Выбрать главу

Но улыбка погасла.

Одно сердце выстояло ради меня, одно выстояло против ненависти, и было мне защитой.

Я вслушиваюсь – ненависть жива, но сердце больше не бьется.

А А. Г.

Дитя, вы спрашиваете, почему я прижалась лицом к железным прутьям, куда устремилась мыслями в час, когда день истаивает в ночном сумраке, природа засыпает и «Ангелус» поет хвалу святой Деве Марии?

Мыслями я сейчас далеко от земли. Я разучилась надеяться, не живу и сожалениями. Я умерла для земли и воскресаю, только страдая, плача, молясь, понемногу прощая злых, и Господь любит меня и благословляет мое горе.

Я не хочу ненавидеть. Любовь – гармония, испытывая ее, наши души трепещут, слыша святое Господне имя. Любовь нам закон и воздаяние, в ней сила мученика, в ней венец невинности.

Юная душа, вы меня любите, так соберитесь с силами и будьте счастливы! Моя молитва оберегает вас, мои думы благословляют. Уповайте на счастье! Но если суждено, чтобы и ваши глаза плакали, – вспомните: на земле мы – изгнанники, и чем круче тропа, тем вернее она ведет нас к горней родине.

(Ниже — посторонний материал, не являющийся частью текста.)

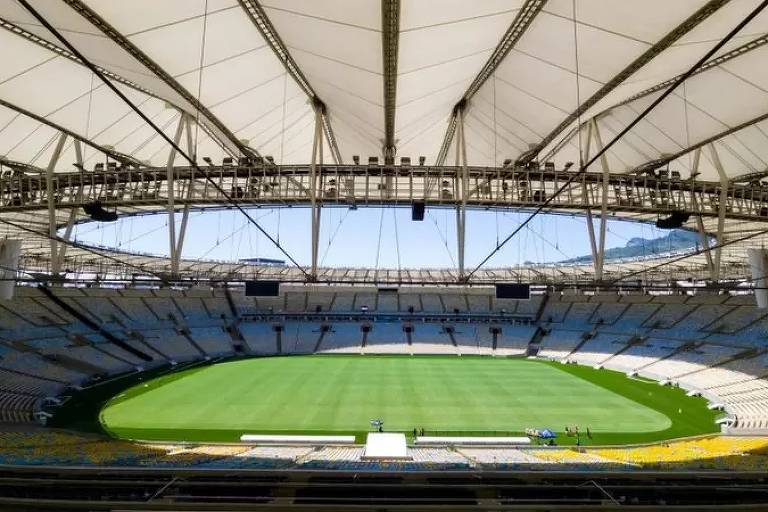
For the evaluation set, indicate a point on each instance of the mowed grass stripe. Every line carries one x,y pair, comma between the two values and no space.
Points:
343,393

Жизнь – испытание, мы живем, чтобы умереть. Не придавайте большого значения жизни. И если с приходом вечера я прижимаюсь лицом к прутьям тюремной решетки, не плачьте: сердце мое невинно, на небе сияют звезды, и справедливый Господь поможет восторжествовать невинности.

Смерть

2 ноября 1848

Счастливые, смерть оклеветали вы. Испугавшись освобождения, вы пытаетесь уничтожить деву могил. Вы одеваете ее в гробовой саван. Вы говорите: крылья ее черны, взгляд ужасен – он убивает наши радости!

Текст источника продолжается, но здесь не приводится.